The puff piece says that while in Fort Wayne, Thomas will "try and uncover new clues in the murders of Jeff Koop and Joesette Purcell, who burned to death in an arson fire Christmas Eve 1992." John Purcell, Joesette's father, is quoted as saying: "We're going into it with an open mind, and hopefully we'll get answers, and answers we need, and if not, we'll go to something else." According to Neumeyer, Thomas will also meet with the family of Sheila Wimes, who was found strangled in her southeast Fort Wayne home in 2001.

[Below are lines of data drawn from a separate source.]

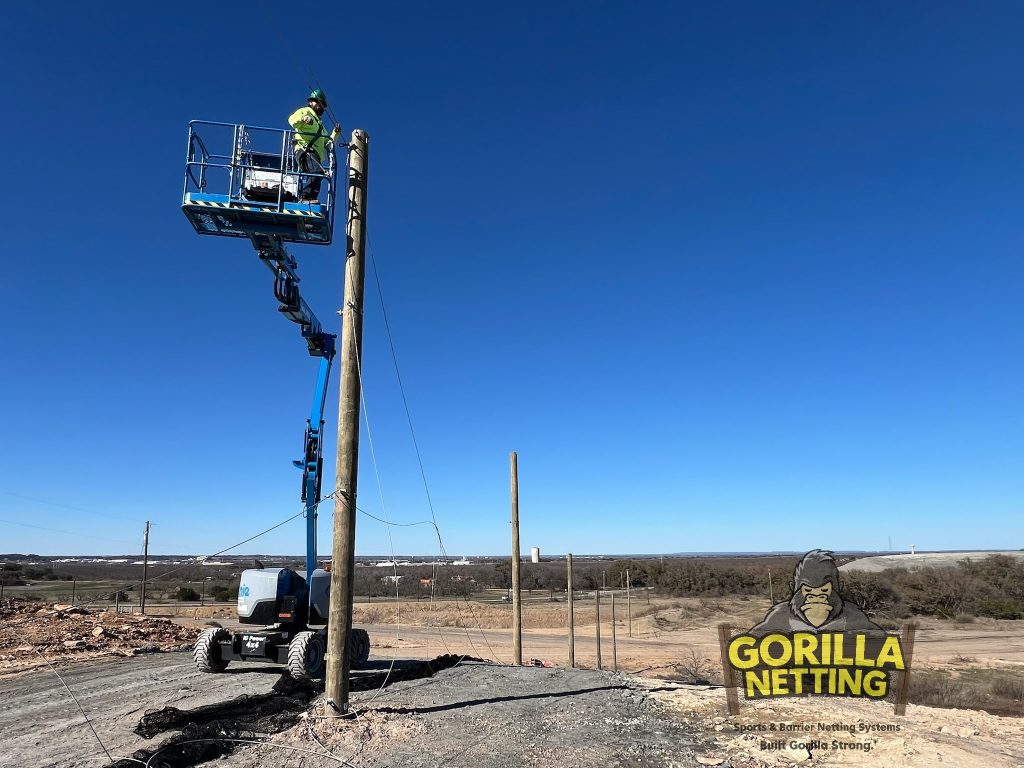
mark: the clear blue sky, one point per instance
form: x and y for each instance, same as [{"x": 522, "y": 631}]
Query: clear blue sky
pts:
[{"x": 727, "y": 275}]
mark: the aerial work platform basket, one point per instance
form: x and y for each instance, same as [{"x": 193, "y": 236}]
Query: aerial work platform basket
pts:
[{"x": 244, "y": 180}]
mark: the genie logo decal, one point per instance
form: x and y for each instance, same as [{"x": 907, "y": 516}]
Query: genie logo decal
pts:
[{"x": 815, "y": 643}]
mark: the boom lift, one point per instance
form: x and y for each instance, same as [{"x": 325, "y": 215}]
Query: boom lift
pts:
[{"x": 242, "y": 181}]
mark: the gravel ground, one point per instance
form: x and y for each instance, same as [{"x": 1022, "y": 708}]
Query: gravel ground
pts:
[{"x": 500, "y": 717}]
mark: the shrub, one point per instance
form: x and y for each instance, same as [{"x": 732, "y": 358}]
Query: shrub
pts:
[
  {"x": 222, "y": 594},
  {"x": 186, "y": 593}
]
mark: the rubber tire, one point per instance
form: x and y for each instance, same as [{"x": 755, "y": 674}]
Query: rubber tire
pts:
[
  {"x": 359, "y": 646},
  {"x": 206, "y": 652},
  {"x": 307, "y": 655}
]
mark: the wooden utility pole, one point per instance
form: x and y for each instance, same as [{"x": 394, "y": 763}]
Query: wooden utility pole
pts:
[
  {"x": 568, "y": 602},
  {"x": 516, "y": 592},
  {"x": 343, "y": 548},
  {"x": 145, "y": 566},
  {"x": 614, "y": 639},
  {"x": 629, "y": 605}
]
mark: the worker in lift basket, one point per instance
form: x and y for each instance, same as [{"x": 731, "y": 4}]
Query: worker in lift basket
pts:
[{"x": 311, "y": 144}]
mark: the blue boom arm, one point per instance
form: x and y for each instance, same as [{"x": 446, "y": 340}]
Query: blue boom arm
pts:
[{"x": 312, "y": 461}]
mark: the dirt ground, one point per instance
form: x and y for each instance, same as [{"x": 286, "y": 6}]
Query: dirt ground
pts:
[
  {"x": 439, "y": 713},
  {"x": 34, "y": 633}
]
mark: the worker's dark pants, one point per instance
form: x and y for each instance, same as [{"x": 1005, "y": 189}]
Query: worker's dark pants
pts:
[{"x": 308, "y": 163}]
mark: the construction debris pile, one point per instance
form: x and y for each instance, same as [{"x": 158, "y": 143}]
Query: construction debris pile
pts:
[{"x": 33, "y": 633}]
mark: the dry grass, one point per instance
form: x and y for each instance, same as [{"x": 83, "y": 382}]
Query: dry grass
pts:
[{"x": 486, "y": 615}]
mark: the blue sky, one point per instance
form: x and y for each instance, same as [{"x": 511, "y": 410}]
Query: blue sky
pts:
[{"x": 726, "y": 275}]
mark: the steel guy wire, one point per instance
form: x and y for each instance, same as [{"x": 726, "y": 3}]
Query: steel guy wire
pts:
[
  {"x": 195, "y": 560},
  {"x": 412, "y": 429},
  {"x": 329, "y": 756},
  {"x": 394, "y": 358}
]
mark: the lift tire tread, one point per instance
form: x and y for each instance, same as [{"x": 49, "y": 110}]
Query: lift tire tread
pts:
[
  {"x": 359, "y": 648},
  {"x": 306, "y": 655},
  {"x": 206, "y": 652}
]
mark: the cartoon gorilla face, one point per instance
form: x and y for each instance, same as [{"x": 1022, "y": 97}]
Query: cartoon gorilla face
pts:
[{"x": 815, "y": 589}]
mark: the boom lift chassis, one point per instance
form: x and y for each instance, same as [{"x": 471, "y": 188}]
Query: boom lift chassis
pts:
[{"x": 280, "y": 600}]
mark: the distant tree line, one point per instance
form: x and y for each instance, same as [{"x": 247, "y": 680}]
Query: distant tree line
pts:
[{"x": 989, "y": 587}]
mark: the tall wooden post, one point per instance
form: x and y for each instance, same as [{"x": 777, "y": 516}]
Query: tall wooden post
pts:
[
  {"x": 145, "y": 567},
  {"x": 568, "y": 603},
  {"x": 346, "y": 467},
  {"x": 629, "y": 605},
  {"x": 614, "y": 638},
  {"x": 516, "y": 591}
]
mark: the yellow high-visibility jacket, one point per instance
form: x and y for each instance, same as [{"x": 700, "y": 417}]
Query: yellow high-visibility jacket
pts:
[{"x": 313, "y": 134}]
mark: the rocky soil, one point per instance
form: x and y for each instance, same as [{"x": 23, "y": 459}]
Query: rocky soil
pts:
[{"x": 33, "y": 633}]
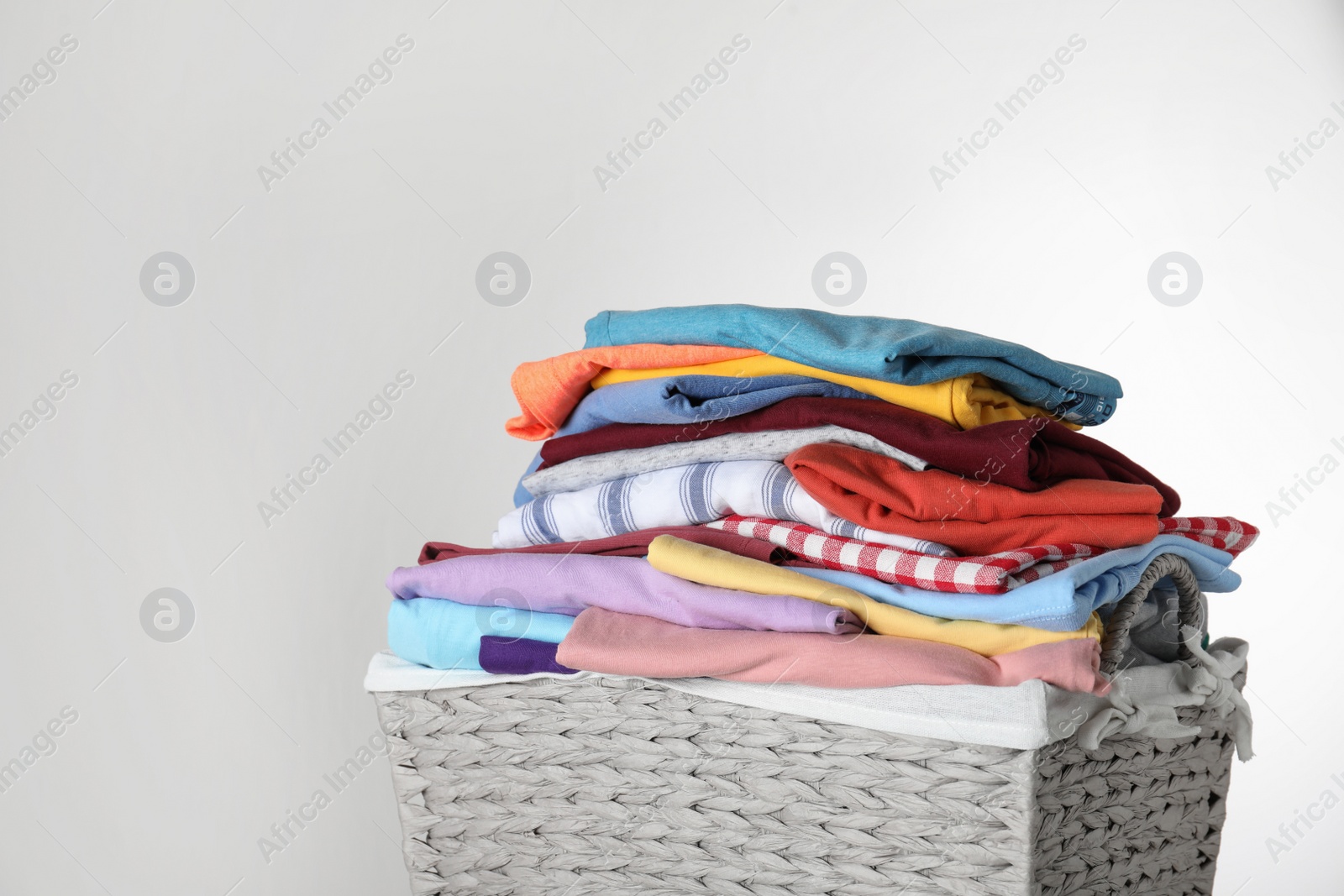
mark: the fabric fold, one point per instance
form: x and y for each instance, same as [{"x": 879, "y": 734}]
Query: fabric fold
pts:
[
  {"x": 682, "y": 496},
  {"x": 549, "y": 390},
  {"x": 719, "y": 569},
  {"x": 569, "y": 584},
  {"x": 628, "y": 544},
  {"x": 965, "y": 401},
  {"x": 1025, "y": 454},
  {"x": 880, "y": 495},
  {"x": 631, "y": 645},
  {"x": 774, "y": 445},
  {"x": 445, "y": 634},
  {"x": 895, "y": 349}
]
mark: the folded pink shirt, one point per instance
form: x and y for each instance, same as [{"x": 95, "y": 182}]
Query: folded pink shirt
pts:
[
  {"x": 632, "y": 645},
  {"x": 570, "y": 584}
]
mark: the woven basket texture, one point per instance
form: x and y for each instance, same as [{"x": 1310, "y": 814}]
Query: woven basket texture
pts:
[{"x": 620, "y": 788}]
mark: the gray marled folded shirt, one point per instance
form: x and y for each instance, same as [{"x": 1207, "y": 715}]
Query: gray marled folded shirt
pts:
[{"x": 770, "y": 445}]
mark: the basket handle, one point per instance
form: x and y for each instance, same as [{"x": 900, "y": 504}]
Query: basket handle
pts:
[{"x": 1116, "y": 640}]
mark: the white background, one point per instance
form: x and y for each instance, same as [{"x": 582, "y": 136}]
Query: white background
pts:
[{"x": 312, "y": 295}]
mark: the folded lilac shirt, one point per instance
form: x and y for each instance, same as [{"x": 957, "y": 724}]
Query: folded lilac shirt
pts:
[{"x": 570, "y": 584}]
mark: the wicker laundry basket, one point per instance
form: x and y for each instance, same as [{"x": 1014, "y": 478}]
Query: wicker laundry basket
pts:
[{"x": 622, "y": 788}]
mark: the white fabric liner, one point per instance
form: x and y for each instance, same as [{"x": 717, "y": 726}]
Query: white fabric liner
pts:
[
  {"x": 1021, "y": 716},
  {"x": 1032, "y": 715}
]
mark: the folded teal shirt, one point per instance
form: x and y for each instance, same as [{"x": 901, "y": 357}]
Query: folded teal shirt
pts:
[
  {"x": 890, "y": 349},
  {"x": 445, "y": 634}
]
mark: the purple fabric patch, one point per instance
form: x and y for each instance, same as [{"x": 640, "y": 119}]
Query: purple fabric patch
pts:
[{"x": 519, "y": 656}]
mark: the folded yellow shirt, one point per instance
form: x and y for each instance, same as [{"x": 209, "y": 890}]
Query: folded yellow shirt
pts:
[
  {"x": 711, "y": 566},
  {"x": 965, "y": 401}
]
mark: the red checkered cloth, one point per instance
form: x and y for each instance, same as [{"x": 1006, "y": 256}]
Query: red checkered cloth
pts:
[
  {"x": 1221, "y": 532},
  {"x": 992, "y": 574}
]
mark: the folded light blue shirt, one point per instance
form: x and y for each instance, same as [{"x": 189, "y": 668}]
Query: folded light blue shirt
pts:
[
  {"x": 1059, "y": 602},
  {"x": 445, "y": 634},
  {"x": 683, "y": 399},
  {"x": 890, "y": 349}
]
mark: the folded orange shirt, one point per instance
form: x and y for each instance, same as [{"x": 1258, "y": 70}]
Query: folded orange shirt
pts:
[
  {"x": 885, "y": 495},
  {"x": 549, "y": 390}
]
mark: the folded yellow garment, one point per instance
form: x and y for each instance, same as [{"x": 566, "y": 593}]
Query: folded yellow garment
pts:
[
  {"x": 711, "y": 566},
  {"x": 965, "y": 401}
]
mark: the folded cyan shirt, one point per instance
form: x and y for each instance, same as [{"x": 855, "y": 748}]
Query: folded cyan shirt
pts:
[
  {"x": 568, "y": 584},
  {"x": 893, "y": 349},
  {"x": 445, "y": 634}
]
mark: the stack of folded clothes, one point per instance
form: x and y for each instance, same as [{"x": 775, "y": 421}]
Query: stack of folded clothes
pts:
[{"x": 793, "y": 496}]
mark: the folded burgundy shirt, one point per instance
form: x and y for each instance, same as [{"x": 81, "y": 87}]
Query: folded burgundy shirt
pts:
[
  {"x": 1023, "y": 454},
  {"x": 632, "y": 544}
]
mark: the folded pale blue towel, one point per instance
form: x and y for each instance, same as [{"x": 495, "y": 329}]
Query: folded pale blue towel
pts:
[
  {"x": 891, "y": 349},
  {"x": 1061, "y": 600},
  {"x": 683, "y": 399},
  {"x": 445, "y": 634}
]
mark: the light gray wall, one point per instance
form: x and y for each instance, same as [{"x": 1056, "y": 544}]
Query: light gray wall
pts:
[{"x": 360, "y": 261}]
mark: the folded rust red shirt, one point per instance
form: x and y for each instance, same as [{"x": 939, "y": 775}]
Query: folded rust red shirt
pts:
[
  {"x": 632, "y": 544},
  {"x": 1023, "y": 454},
  {"x": 887, "y": 496}
]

What kind of man takes advantage of people who are still grieving and desperate 10-20 years after their loved ones have been killed? Robbie Thomas is your man. Despite Edwards's claim, he's still on tour and claiming to get messages from dead people too shy to contact their loved ones directly. His ads promise to reveal whether spirits truly exist, whether deceased loved ones can direct affairs in our lives to bring justice, closure and resolve, whether criminals can be named and arrested through direction by a deceased loved one, and how a true psychic profiler receives information from the other side. He even suggests that if you come to his show he might provide information about a crime you've been wondering about. His website suggests that he's especially good at finding missing children. Maybe he should get a scum of the minute award.
Tickets for tonight's show at the Freemasons Hall in Fort Wayne are $40 at the door. He promises he "will be doing a live cold case reading on the untimely death of Joesette Purcell with her family in attendance on stage."
He'll be doing a cold reading, you can be sure.